That's why I say there is more that one element of "speed" in our hearing and difference speed and timing characteristics are involved in different processes. A lot of these inferences look at the fasted number -- 10 usecs of ITD or something -- and say, well, that's the speed humans can resolve.
Attack and sound envelope characteristics seem to be crucially important contributors to our perception of timbre, and so obviously they're crucial contributors to our experience of music. I don't think anyone would ever say otherwise, certainly I wouldn't. And not just impulse timing but system ringing after impulse, and also the timing of the harmonic spectrum envelope as well as the blended whole.

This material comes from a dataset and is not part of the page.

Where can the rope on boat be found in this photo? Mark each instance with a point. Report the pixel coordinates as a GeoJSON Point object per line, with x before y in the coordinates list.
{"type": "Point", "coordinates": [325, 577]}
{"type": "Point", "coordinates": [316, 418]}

As I understand it, but I could have misunderstood, we have measurements that cover the performance of equipment in these areas -- a 10kHz square wave as a rise time in the nano seconds and has frequency components at the second harmonic that are at the very edge of human hearing -- that'll tell us if our system is fast enough to cover speeds we can hear beyond 10 uS, we can look at group delay to see how linear a system is likely to be with respect to harmonic spectrum envelope, we can look at impulse response to see how quickly or not a system stops after an impulse. In the video, IIRC, the guy asserts we don't have measurements capable of addressing these characteristics, and even if we do we don't have measurements that can resolve them at the speed our ears work. But that's just wrong. We do have these measurements and they do cover these characteristics and they are as fast or faster than our hearing.
The interaural time delay difference effects are more problematic to measure if we're all going home and listening to music over loudspeakers in our homes because room effects are going to totally swamp channel signal differences at 10 usec. But we can look at channel balances to tell us how linear things are from channel to channel up until the point when they hit the room.